Tuesday, July 21, 2009

Goodbye to Gangubai

The legendary Indian Classical singer Gangubai Hangal passed away this morning at the age of 96. Her passing is one more sorrowful step towards the end of an era which I was fortunate to experience in its final decades. This was an era where the grand art and tradition of Indian Classical ("Hindustani") music was practised by people of a certain calibre, dedication and - how else to say it - solidity. These were people for whom fame and money were by-products. Gangubai also pursued her career defying the prevailing prejudice against a woman pursuing a musical career (she may have been helped by the fact that her mother was herself a vocalist).

(The image above is a link to http://www.cs.washington.edu/homes/mausam/artistpics/gangubai.jpg.)

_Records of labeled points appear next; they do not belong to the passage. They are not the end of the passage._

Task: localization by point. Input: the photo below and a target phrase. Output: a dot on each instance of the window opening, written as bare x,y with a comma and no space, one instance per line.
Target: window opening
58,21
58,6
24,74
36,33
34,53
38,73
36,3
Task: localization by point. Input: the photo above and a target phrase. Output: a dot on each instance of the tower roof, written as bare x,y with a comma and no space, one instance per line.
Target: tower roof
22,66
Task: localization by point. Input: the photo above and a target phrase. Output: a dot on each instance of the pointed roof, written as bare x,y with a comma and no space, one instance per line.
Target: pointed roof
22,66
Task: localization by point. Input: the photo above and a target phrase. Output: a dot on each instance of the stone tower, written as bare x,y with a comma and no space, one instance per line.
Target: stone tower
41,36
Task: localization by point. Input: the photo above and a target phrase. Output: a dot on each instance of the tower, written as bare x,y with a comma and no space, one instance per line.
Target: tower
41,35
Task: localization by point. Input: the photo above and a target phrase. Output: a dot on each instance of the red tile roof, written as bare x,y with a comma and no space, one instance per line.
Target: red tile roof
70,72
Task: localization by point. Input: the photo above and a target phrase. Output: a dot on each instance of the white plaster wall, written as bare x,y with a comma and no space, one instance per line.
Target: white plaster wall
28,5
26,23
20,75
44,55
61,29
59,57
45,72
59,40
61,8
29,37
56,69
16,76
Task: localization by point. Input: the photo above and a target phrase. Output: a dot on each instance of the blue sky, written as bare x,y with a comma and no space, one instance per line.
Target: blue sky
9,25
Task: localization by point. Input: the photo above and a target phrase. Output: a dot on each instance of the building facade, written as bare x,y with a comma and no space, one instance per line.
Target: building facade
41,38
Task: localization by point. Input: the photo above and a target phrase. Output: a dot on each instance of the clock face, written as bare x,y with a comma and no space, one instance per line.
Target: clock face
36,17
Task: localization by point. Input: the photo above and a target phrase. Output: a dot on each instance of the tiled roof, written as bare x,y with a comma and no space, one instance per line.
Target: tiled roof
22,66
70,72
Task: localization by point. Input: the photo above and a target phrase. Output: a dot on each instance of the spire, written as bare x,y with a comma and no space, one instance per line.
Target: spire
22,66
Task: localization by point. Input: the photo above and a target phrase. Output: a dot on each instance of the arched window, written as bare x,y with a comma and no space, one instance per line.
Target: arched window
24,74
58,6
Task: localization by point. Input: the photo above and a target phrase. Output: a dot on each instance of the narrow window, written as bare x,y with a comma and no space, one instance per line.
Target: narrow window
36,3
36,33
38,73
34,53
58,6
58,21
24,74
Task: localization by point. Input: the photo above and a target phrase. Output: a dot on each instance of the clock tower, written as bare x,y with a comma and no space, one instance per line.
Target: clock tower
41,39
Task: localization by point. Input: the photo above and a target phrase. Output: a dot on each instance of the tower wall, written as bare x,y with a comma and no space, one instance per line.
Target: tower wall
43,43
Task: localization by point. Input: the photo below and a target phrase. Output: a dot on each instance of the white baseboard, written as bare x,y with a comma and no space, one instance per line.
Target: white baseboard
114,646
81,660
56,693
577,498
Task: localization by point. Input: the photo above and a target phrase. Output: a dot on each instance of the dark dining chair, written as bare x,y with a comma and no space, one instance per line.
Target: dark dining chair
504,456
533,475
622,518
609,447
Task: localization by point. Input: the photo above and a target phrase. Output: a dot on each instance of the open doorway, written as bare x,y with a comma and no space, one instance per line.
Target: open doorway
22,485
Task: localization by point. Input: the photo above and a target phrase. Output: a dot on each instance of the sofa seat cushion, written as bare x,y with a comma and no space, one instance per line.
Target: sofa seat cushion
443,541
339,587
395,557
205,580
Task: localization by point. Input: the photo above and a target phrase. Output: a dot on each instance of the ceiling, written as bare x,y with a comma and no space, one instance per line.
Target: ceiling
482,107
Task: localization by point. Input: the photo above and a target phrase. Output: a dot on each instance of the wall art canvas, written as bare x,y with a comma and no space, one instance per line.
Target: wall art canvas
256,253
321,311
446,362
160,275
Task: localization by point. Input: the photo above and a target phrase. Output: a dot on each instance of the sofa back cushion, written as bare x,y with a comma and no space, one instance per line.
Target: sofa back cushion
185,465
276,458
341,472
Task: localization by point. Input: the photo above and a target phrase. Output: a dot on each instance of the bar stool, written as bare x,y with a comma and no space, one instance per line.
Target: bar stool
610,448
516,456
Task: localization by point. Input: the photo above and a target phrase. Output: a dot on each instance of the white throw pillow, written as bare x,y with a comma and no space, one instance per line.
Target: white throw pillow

I had the good fortune to attend several of her concerts during the 1980's and 90's. Two of them were at my alma mater St Xavier's College in Bombay. They have an open-air music festival in January which, on the final day, would continue through the night (I think this feature has recently been discontinued). I remember once hearing her sing Raga Chandrakauns under a brilliant moon around midnight. A magical experience. Another time, or perhaps on the same occasion, my friend Vishwanath and I were chatting at the side of the stage after her concert when she passed us on her way out. She sent a truly charming smile in our general direction, leaving each one of us convinced we had been the recipient.

Gangubai trained under the legendary Kirana Gharana musician Sawai Gandharva and was therefore the "guru-behen" of Bhimsen Joshi and Firoz Dastur among many others. She had a rather masculine voice which was instantly identifiable. Gangubai's daughter Krishna Hangal was also an excellent musician, with a more feminine voice that resonated like silver. Born when her mother was just 16, Krishna - who died five years ago at the age of 75 - was her constant companion at concerts and they came across more like sisters than like a mother-daughter duo.

The hallmark of Kirana singing is the purity of the note, and here I feel Gangubai excelled over all her peers. Strangely enough her concerts, and even studio recordings, tended to start on a meandering and very unpromising note. Her first "saa" (enunciation of the tonic of the scale) would be anything but precise, in fact it would wobble like a boat about to sink and one would wonder how things were going to go. But after a minute or so of this wobbling, the boat would slowly gather a bit of speed and steady itself. Her recital of the composition would bring out the words very affectionately (one of my favourites, in Raga Bhimpalasi, is the Sadarang composition "Garava harava daarungi main"). And now the steamship would gather more speed and start to really slice through the waves. Here the Kirana ambition would come to the fore and every "taan" would end on a high note with the sharpness of a titanium knife-edge.

Before hitting one of these notes Gangubai would, in a characteristic gesture, cup her left ear. Perhaps it helped her experience the resonance better. And now a particular event comes to mind. In the 1980's I had gone with Vishwanath and another friend, Aravinda, to Birla Matushri Sabhaghar, near Chowpatty, where Gangubai sang Raga Shuddh Kalyan. I recall we had dropped in on the concert spontaneously and without any advance planning. And once she really got going and started hitting the pure notes, the event happened. One palm over her left ear, she hit a note with such force that she surprised herself! Then she gave a sweet, childlike smile as if to say "did I really do that?". All three of us noticed it independently.

Now the wonderful smile is gone and another pure spirit lost to the world. Fortunately we are left with a number of her recordings, as well as this 79-minute youtube video (an error in the link has now been corrected).


Anonymous said...

It was wonderful to read your reminiscences of Gangubai ! Unfortunately, I never had the pleasure of hearing her live, and to be honest, I've never had a great many of her recordings. Of the few, my favourite is her Miyan ki Malhar - a CD bought many years ago in, off all places, Shrimati's in Berkeley - and the Kaushi Kanada posted on Rajan's site.

And yet, as you say, it feels like the closing of an era. Certainly, the loss of an artist of her stature is immense. But I think the loss is also felt more keenly, because it marks the end of era where the artist epitomized a pure, unsullied and singular devotion to his/her craft, which hardly exists today.

vishwas said...

Hi Sunil,
looks like the link of youtube on Gangubai is not working
otherwise ur write up is nice
thanks for this

Sunil Mukhi said...

Vishwas, thanks - there was an error in the link and I've corrected it now.

Deepak said...

I am not a follower of Indian Classical Music neither had I heard of Gangubai Hangal till recently when she passed away and her name flashed in news papers. (I seek apologies for this!). But I really enjoyed reading through your article. Your appreciation of her personality is on very general grounds. You use words like calibre, dedication, solidity, defiance of prevailing prejudices,...- these, I think are the virtues that would make people, irrespective of their particular field, great.